Last week, Bruce Clarke went to Washington. Clarke is the CEO of Capital Associated Industries ( www.capital.org), a Raleigh-based nonprofit that helps about 1,000 North Carolina employers manage worker benefits. He testified before a House committee considering a bill that would require employers to provide paid sick leave to help prevent the spread of contagious diseases such as H1N1 (to learn more about the proposed legislation, go to edlabor.house.gov/).
Clarke has worked in the human resources field for more than 20 years and served as chairman of the Labor and Employment Law Section of the N.C. Bar Association. Here are some highlights from his testimony Tuesday:
Our members are concerned about employee health, their own families' health and, yes, even business continuity in a pandemic. We understand the emergency and are adapting to it. But we also understand the longer-term issues caused by paid leave mandates. We survey our members on their benefits practices and link our survey data with similar groups around the nation.
When it comes to availability of paid time for absence due to illness, the glass is not just half full; it is over 80 percent full. I believe the marginal visible benefit of the proposed national mandates will create far more invisible and unintended consequences, and that the glass will actually be less full than it is today.
Here's why. Employers provide dozens of benefits that give employees paid time away from work. There are hundreds of mixtures and combinations, crafted to suit a specific workplace best. For example, we have a large food processor that provides no paid sick days as such. Instead, they chose to purchase a fully insured short-term disability policy for every hourly employee providing a wage substitute during an illness for up to six months. This is designed to prevent true financial ruin due to a medium-term illness. Who is to say this company should spend their benefits dollars on five or seven sick days instead? Who wins from that trade-off?
Employers are usually rational economic units. If told to carve out 3 percent of payroll dollars for a specific benefit, they will do so and then reduce spending on other pay and benefits.
This problem of benefit substitution may be most acute in paid time off policies which typically lump vacation/sick/personal days into one bank of time and allow use for any of those purposes. Employers that provide PTO time without labeling days as "sick days" must decide whether to add the new mandated benefit to the current benefit or to reduce one while creating the other. One quarter of employers use PTO accounts and would face this dilemma.
Anything that forces a PTO plan to carve out days specifically for illness punishes the people who want those days available for other personal reasons or desire privacy about their purpose.
Our own surveys of employers nationwide tell us that:
80 percent of employers provide a paid sick day benefit, with the average being seven to nine days per year where there is a defined number.
70 percent to 90 percent allow use of sick time for non-emergency needs like dental and routine doctor visits and for ill family members.
Vacation pay is provided by 95 percent-plus of employers, and virtually all allow its use for any reason.
More than half of the employers provide qualified part-time employees vacation and/or sick days on a reduced schedule.

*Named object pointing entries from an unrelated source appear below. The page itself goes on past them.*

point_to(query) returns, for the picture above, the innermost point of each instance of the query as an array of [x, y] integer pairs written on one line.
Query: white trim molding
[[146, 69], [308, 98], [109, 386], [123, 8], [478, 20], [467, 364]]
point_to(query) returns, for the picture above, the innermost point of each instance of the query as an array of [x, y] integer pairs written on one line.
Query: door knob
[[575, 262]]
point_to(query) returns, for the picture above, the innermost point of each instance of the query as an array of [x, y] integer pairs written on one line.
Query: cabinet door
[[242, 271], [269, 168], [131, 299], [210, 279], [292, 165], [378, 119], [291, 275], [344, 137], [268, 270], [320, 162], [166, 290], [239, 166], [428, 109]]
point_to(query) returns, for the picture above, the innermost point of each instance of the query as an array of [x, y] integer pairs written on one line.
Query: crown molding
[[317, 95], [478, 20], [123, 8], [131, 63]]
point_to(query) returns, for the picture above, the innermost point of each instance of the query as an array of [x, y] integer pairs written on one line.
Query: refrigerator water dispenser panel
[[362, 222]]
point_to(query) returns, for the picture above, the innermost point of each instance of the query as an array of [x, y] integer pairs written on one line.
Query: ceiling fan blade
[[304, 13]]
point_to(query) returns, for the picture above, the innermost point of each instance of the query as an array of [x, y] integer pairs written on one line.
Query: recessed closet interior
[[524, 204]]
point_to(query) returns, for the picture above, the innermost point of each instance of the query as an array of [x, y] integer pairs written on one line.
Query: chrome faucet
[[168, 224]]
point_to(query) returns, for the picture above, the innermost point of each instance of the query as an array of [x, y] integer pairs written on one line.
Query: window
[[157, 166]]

Mandating paid sick time policies will force a new baseline from which all employers with more than 15 employees will be required to rewrite their many types of "pay when not working" policies. Flexibility will be reduced to balance costs. Examples of my members' recent flexible responses to H1N1 include:
Extra "pandemic flu" time off banks that go beyond current sick or PTO days.

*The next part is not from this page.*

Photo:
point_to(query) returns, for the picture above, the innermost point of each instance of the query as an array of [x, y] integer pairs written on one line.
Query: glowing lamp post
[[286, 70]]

Borrowing from future sick time accruals when current accounts are exhausted.
Making up lost paid time on other days and other projects.
Unlimited paid sick days for flulike symptoms whenever there is a national or local pandemic declared.
Granting extra paid sick days if the employee or family member took the flu shot.
Paying for flu shots.
Employers are working hard to treat employees as they would wish to be treated within the bounds of hard economic realities. We should not risk damaging the overall level and types of paid time off by favoring one or two specific kinds with a national mandate.